DT: When the tourists come up and down this road to the
Omo and take photographs, and when we come and film you
like this, what do you say about it, privately?

Arinyatuin: We say ‘It’s their thing. They are that sort of
people – people who take photographs. It’s the whites’ thing’.
What do we know about it? You are the ones who know. We
just sit here and they take photographs. There’s one [a Polaroid
photograph] that, as you look at it, you can see your own body
appearing. If it’s bad, tell us.

DT: I’m trying to find out what you think, in your stomachs.

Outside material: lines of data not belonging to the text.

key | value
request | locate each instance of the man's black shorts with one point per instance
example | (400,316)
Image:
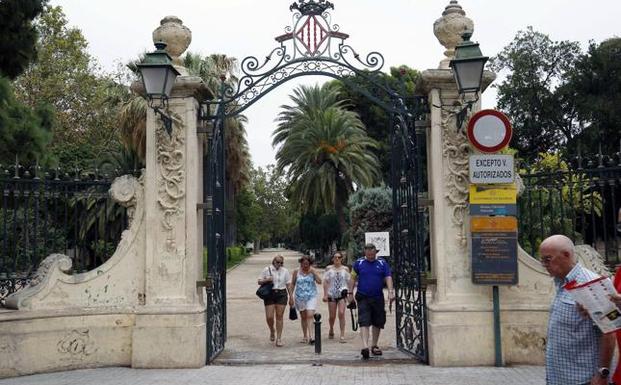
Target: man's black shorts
(371,311)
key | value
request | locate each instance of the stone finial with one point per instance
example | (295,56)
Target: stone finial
(176,36)
(449,29)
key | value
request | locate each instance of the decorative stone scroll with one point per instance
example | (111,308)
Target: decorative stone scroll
(54,287)
(171,184)
(456,149)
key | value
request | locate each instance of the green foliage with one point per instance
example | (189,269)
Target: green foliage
(271,218)
(234,256)
(325,151)
(536,93)
(596,81)
(18,36)
(24,132)
(66,77)
(376,120)
(370,210)
(554,201)
(23,254)
(249,214)
(319,231)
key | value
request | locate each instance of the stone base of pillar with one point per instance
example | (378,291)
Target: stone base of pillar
(46,341)
(464,335)
(161,341)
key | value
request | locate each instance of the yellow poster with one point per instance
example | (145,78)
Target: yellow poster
(493,194)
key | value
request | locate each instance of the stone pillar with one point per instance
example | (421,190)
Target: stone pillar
(170,327)
(460,319)
(458,310)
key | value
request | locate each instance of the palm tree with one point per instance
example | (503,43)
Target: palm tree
(325,151)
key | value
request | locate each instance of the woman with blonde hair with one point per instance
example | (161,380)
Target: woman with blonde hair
(304,295)
(276,303)
(335,282)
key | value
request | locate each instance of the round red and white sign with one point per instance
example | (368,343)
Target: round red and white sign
(489,131)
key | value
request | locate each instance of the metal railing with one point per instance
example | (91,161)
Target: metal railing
(581,200)
(54,211)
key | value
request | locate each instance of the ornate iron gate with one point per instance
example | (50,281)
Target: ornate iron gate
(315,46)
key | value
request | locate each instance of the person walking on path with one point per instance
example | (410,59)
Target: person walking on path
(276,303)
(335,281)
(304,295)
(369,275)
(576,350)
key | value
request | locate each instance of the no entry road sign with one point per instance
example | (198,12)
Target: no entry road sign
(489,131)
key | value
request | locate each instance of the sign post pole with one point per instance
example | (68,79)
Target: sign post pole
(493,210)
(497,336)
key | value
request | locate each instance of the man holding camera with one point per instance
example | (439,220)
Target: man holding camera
(369,275)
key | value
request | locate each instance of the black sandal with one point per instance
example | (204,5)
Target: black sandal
(365,353)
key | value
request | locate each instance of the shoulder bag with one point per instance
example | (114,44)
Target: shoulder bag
(265,291)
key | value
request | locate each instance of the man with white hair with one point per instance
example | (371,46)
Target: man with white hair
(577,353)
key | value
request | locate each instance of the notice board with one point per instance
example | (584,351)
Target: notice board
(494,250)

Arinyatuin: In our stomachs? We’ve no idea. They can’t
speak our language, so we can’t ask them why they are doing
it. We can ask you, because you speak Mursi. They come with
Kuchumba,10 who just sit in the cars. When the tourists have
taken their photographs, they drive off.
We say, ‘Is it just that they want to know who we are, or
what? They must be people who don’t know how to behave.’
Even old women come and totter about taking photographs. ‘Is
this how whites normally behave?’ That’s what we say.

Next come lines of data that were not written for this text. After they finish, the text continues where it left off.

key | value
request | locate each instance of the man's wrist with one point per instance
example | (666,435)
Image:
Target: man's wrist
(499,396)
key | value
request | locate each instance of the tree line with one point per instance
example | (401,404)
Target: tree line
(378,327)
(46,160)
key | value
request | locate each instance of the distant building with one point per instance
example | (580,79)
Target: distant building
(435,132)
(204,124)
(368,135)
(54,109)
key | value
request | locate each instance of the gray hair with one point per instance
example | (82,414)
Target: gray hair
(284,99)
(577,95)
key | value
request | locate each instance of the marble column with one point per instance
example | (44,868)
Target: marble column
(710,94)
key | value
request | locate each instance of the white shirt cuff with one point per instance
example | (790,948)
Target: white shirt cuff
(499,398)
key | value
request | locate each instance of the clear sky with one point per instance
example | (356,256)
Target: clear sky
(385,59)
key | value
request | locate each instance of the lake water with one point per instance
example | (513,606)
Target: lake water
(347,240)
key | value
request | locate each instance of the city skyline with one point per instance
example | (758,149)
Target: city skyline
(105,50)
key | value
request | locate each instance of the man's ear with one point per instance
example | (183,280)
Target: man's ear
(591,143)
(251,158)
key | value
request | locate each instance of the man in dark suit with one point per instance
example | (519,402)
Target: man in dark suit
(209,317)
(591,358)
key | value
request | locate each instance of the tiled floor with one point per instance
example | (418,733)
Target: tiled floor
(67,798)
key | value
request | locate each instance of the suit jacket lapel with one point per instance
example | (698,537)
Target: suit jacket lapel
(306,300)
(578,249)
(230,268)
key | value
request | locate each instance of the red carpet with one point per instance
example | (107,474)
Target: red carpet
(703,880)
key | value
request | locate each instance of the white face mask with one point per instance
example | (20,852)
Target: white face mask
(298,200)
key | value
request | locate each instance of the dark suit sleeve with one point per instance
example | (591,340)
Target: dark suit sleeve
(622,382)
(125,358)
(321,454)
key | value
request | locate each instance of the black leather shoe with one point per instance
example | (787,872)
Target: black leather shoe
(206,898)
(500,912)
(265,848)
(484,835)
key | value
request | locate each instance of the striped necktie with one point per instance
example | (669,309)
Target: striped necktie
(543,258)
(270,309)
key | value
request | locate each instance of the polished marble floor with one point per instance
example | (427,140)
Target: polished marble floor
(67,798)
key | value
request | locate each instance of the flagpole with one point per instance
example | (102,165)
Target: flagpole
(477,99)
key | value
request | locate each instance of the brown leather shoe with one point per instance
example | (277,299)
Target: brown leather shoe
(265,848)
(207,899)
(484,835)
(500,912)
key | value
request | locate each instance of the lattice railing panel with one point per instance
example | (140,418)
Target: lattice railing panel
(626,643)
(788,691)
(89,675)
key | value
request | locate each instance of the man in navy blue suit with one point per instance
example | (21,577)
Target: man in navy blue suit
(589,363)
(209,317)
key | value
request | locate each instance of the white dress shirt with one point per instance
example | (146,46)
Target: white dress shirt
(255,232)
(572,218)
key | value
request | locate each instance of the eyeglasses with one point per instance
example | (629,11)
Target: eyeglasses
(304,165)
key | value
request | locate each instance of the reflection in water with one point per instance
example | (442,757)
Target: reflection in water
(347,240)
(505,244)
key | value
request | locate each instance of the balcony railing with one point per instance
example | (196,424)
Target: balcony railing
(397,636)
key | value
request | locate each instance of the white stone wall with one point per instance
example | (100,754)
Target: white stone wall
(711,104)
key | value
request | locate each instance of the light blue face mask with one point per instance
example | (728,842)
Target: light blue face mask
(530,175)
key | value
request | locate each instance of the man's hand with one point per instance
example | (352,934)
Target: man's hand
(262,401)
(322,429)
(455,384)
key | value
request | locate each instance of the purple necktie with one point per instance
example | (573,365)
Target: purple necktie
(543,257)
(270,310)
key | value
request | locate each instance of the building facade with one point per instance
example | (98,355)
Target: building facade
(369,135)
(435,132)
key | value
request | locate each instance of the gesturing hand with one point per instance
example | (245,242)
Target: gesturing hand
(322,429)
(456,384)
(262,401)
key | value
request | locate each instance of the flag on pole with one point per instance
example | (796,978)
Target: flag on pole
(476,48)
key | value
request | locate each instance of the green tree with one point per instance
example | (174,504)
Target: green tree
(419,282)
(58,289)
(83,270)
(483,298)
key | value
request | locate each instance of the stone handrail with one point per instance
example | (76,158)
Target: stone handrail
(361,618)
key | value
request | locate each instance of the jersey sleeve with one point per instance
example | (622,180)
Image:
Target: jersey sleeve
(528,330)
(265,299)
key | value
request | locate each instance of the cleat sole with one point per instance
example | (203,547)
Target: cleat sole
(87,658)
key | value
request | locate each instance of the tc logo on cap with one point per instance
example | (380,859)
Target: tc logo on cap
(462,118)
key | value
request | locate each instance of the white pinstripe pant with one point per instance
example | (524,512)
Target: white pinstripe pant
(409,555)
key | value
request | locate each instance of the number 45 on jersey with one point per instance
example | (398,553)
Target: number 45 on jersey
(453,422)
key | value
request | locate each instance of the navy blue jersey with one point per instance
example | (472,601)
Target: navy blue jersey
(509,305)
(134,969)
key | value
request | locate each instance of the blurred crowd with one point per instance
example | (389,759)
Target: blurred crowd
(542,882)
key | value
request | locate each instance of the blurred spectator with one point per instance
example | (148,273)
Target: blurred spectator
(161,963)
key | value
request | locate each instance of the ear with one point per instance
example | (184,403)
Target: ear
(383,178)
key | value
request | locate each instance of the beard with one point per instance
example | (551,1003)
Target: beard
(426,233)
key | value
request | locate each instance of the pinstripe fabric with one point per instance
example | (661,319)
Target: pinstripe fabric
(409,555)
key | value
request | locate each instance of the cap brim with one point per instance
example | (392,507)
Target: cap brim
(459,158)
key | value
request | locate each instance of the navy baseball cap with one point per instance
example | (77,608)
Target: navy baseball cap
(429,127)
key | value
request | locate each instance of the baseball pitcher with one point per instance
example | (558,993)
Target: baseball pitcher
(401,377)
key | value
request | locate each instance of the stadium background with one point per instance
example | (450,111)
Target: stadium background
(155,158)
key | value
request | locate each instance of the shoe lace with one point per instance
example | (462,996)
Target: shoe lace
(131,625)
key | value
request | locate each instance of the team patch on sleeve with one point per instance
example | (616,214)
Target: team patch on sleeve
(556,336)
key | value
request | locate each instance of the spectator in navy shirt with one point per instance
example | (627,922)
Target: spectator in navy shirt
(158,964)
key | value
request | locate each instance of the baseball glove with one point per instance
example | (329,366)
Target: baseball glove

DT: (Laughing) So that’s what you say!

Bio-iton-giga: Goloinmeri – why do they do it? Do they
want us to become their children, or what? What do they want
the photographs for?

DT: They come because they see you as different and strange
people. They go back home and tell their friends that they’ve
been on a long trip, to Mursiland. They say: ‘Look, here are the
people we saw.’ They do it for entertainment.

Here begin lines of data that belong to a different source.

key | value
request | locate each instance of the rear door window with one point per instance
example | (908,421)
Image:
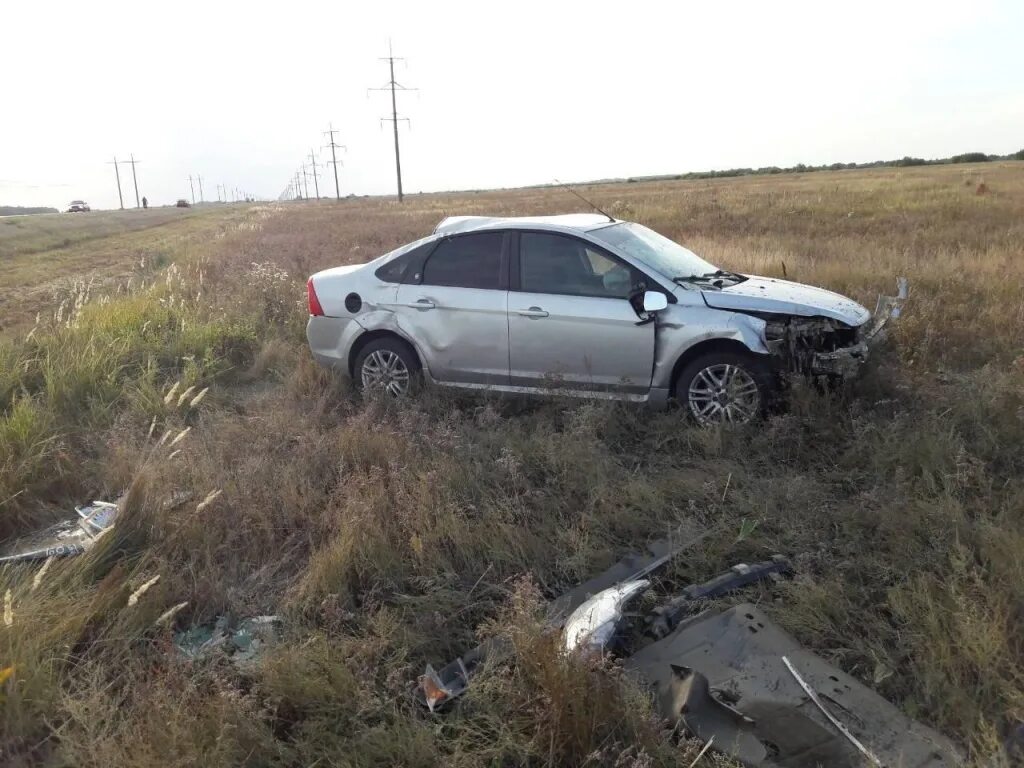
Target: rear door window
(555,263)
(466,261)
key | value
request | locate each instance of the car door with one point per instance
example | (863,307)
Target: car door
(455,308)
(570,321)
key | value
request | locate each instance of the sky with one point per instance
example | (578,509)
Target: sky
(509,93)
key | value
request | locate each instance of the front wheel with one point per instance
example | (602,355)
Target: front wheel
(724,388)
(387,366)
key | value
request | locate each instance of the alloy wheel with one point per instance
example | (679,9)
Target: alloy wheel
(384,370)
(723,393)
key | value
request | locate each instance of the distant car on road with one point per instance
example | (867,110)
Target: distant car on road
(585,304)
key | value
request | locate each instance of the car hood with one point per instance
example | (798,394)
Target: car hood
(782,297)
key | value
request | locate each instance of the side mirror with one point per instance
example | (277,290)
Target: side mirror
(654,301)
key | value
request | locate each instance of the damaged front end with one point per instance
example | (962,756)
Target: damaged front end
(824,346)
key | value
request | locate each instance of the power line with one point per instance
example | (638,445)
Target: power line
(334,158)
(312,162)
(391,85)
(134,180)
(117,174)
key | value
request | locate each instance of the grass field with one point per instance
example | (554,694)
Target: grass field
(388,535)
(44,259)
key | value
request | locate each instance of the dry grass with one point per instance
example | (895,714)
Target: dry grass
(46,258)
(389,536)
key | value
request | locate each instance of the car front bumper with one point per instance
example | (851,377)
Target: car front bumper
(848,361)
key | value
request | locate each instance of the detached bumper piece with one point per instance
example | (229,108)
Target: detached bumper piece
(738,678)
(437,687)
(846,361)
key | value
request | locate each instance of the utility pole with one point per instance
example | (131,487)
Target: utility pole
(391,85)
(334,158)
(134,180)
(117,175)
(312,162)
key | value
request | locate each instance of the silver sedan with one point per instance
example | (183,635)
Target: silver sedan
(582,305)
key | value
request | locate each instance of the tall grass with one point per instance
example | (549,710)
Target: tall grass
(391,535)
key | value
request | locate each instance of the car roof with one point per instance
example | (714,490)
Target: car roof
(570,221)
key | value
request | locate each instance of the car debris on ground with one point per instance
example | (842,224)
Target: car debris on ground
(736,677)
(730,678)
(68,538)
(439,687)
(242,642)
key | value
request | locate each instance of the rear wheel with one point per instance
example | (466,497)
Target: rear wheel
(724,388)
(387,366)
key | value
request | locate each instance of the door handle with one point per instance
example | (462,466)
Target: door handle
(420,304)
(534,311)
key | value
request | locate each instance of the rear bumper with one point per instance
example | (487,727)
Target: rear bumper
(331,340)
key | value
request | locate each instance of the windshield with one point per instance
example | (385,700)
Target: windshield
(656,251)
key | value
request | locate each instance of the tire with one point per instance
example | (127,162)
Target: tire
(725,388)
(387,365)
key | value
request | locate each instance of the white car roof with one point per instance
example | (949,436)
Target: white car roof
(578,221)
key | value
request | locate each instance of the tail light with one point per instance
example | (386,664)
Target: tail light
(314,308)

Komorakora: Recently, the Administrator at Hana told us,
‘Build a nice big house, with a fence – a big house, well built.
The vets can use it when they treat the cattle and the tourists can
photograph it. The tourists come to enjoy themselves. They can
sleep in the house and go back the next day.’
That’s what he said – what’s his name?

Bio-iton-giga: Dawit Shumbulu.

Komorakora: Yes, that’s it, Dawit Shumbulu. That’s what he
said. We said to each other, ‘Are we here just for their amusement?’
Now you’ve said the same, so that must be it.

Bio-iton-giga: If they are going to take photographs, they
should give us a lot of money shouldn’t they? But they don’t.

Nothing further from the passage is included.